Mushroom Shallot Goat Cheese Tarts (Print Version)

# Ingredients:

→ Pastry Base

01 - 10 puff pastry sheet squares, 4-inch each
02 - 1 egg, whisked (for egg wash)

→ Filling

03 - 8 oz mushrooms, sliced
04 - 1 shallot, finely chopped
05 - 3 garlic cloves, minced
06 - 1/3 cup fresh parsley leaves, roughly chopped
07 - 2 tablespoons olive oil
08 - 1/4 cup grated parmesan cheese
09 - 4 oz goat cheese
10 - 1/4 teaspoon dried sage
11 - 1/4 teaspoon dried thyme
12 - 1/4 teaspoon dried rosemary
13 - 1/4 teaspoon salt
14 - 1/4 teaspoon black pepper
15 - 1/4 cup white wine (or chicken broth)

# Instructions:

01 - Preheat the oven to 200°C (400°F). Arrange the puff pastry squares on two large baking pans, leaving 2-3 cm between each square. Use a fork to prick the surface of each square without puncturing through the dough.
02 - Heat 1 tablespoon olive oil in a large skillet over medium-high heat. Add shallot and garlic, sautéing for 1-2 minutes until fragrant and slightly translucent.
03 - Add mushrooms, remaining tablespoon of olive oil, sage, thyme, rosemary, salt, and pepper. Cook for 2 minutes, then pour in the white wine. Continue cooking for 4-5 minutes until mushrooms are tender and liquid reduces.
04 - Remove from heat. Stir in goat cheese, parmesan, and parsley until the goat cheese melts and creates a thick, creamy mixture.
05 - Spoon generous portions of the mushroom mixture onto each pastry square. Either leave edges flat to puff naturally or pinch the corners to create decorative edges. For a boat shape, pinch only two opposite sides.
06 - Brush the exposed pastry edges with the egg wash.
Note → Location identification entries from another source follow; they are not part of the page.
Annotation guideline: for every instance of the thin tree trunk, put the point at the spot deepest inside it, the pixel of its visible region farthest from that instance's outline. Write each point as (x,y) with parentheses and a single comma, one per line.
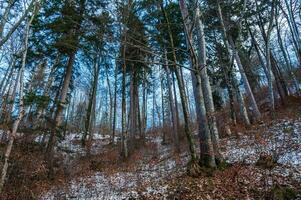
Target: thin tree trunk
(13,132)
(182,94)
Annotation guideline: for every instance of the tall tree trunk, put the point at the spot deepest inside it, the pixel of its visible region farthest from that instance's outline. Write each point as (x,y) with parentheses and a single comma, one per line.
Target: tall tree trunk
(256,113)
(182,93)
(57,115)
(207,128)
(240,99)
(286,59)
(171,104)
(115,106)
(91,104)
(13,131)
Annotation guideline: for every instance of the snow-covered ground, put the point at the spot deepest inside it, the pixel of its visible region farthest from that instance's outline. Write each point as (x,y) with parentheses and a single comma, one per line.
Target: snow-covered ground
(282,140)
(147,179)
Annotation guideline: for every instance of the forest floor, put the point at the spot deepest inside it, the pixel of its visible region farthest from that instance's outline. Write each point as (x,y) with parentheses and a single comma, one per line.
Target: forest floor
(263,162)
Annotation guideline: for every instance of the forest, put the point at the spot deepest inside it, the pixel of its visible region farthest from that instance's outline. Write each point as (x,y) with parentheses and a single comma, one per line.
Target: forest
(150,99)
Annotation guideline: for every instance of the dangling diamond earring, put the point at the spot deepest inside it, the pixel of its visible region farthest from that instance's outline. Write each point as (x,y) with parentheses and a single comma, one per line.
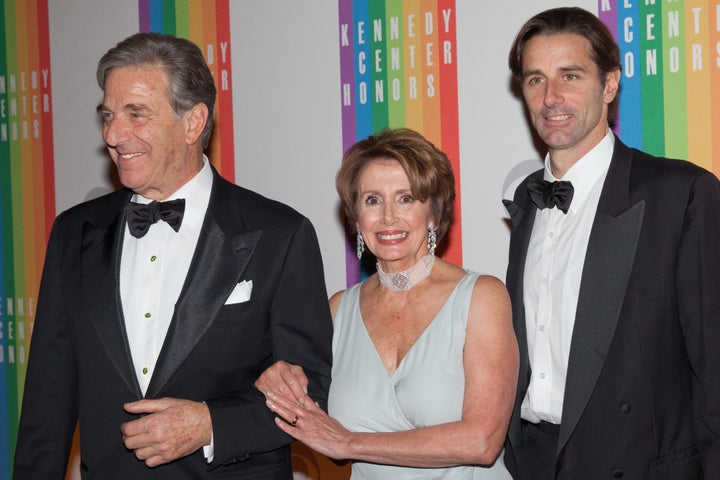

Bake for 25-30 minutes until the pastry is golden brown and puffed. Serve warm.

# Notes:

01 - You can shape the tarts by either leaving the edges untouched or pinching the corners for a decorative presentation.
02 - These tarts can be prepared ahead and refrigerated before baking for up to 24 hours.